Gustave Flaubert était avant tout un styliste ; en effet, il croyait qu'« il n'y a pas de sujet, le style étant en lui-même une manière absolue de voir les choses ». Il a pris des peines infinies avec sa prose, frottant et polissant ses phrases «avec un amour», comme il l'a décrit un jour dans une lettre, «c'est frénétique et perverti, comme un ascète aime le cilice qui lui gratte le ventre». Des articles savants à gogo ont été écrits dans le but de déchiffrer la structure astucieuse et les images brillantes du roman, mais à la fin, c'est la figure à moitié attachante et à moitié méprisable en son centre qui retient tant notre intérêt. Les points de vue sur le message du roman ont changé avec le temps, passant d'une condamnation de la société bourgeoise à un exposé du rôle restreint des femmes dans une culture patriarcale. Emma Bovary a été diversement considérée comme une hystérique (le diagnostic dominant du XIXe siècle), une nihiliste (reflétant le diagnostic du XIXe siècle), une nihiliste (reflétant la propre conviction de Flaubert de futilité ultime) et une dépressive avec un désir de mort permanent. . Selon les normes d'aujourd'hui, elle pourrait également être considérée comme une personnalité maniaco-dépressive et borderline, incapable de se connecter à d'autres personnes de manière durable, incapable de donner ou de recevoir de l'amour, et donc vouée à la solitude. Ce qu'elle est assurément avant tout est inoubliable, dans les lueurs d'intelligence qui traversent sa vulgarité constante, dans la résilience de ses désirs, dans son ineffable humanité. Don Quichotte en jupons, elle sort dans le monde guidée par ses illusions frénétiques de conquête, de s'élever au-dessus de sa station et de devenir l'une de ces dames de la haute société dont elle a lu : 'Comme un marin en détresse, elle regarderait sur la solitude de sa vie aux yeux désespérés, cherchant quelque voile blanche dans les brumes de l'horizon lointain. Elle ne savait pas quel serait cet événement fortuit, quel vent le pousserait jusqu'à elle, vers quel rivage il la porterait... Mais chaque matin, en se réveillant, elle espérait qu'il arriverait ce jour-là, et à chaque bruit, saute sur ses pieds, s'étonne qu'il ne vienne pas ; puis, au coucher du soleil, toujours plus triste, elle souhaiterait que le lendemain soit déjà là.

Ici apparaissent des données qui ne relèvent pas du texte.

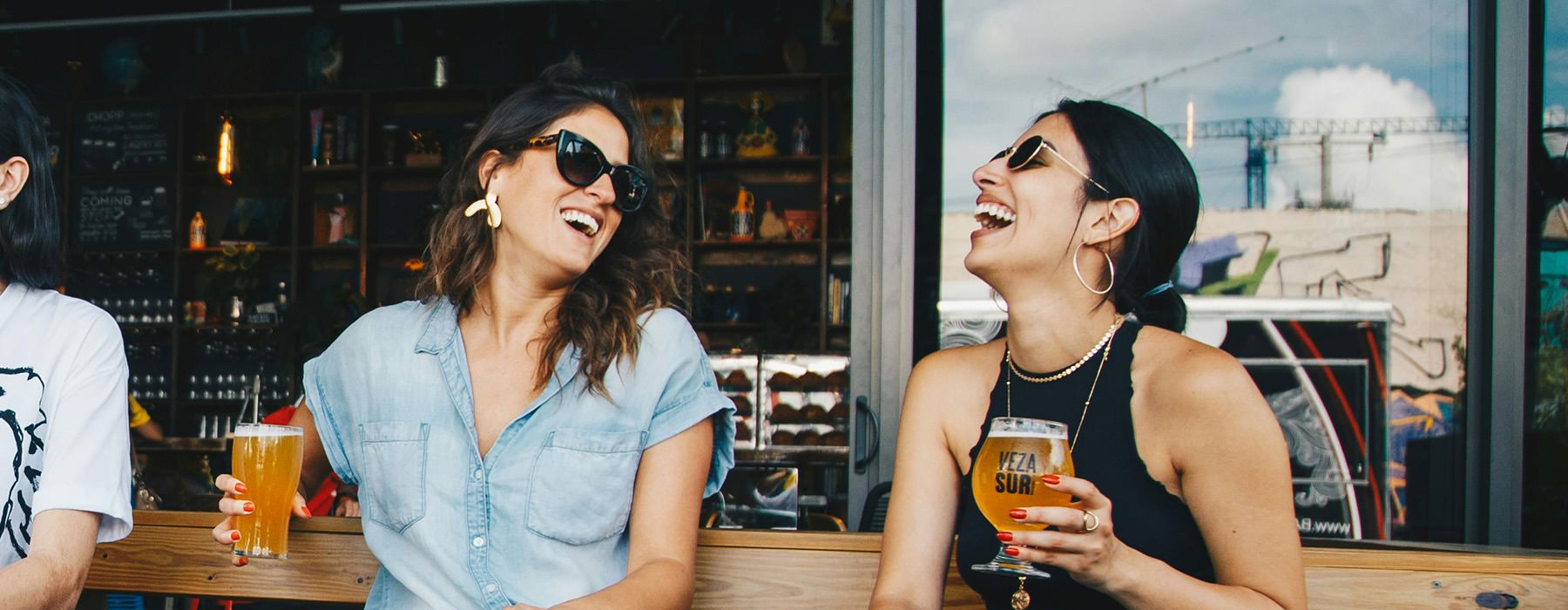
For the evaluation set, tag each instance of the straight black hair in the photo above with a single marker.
(30, 243)
(1136, 159)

Nous qui jouons la sécurité derrière nos palissades, nous nous identifions à elle, la soutenons et rougissons pour elle. On pourrait dire que nous ressentons les mêmes émotions complexes à propos d'Emma - un mélange d'affection profonde et de mépris - que l'homme qui l'a inventée et a imprégné le roman d'une double vision, une partie exprimant la répugnance pour les envolées d'Emma et le mépris des obligations ordinaires, et l'autre sympathisant avec le désir d'Emma de transcender la pénible corvée d'un monde où il est acceptable de récompenser une vieille paysanne 25 francs pour 54 ans de servitude domestique.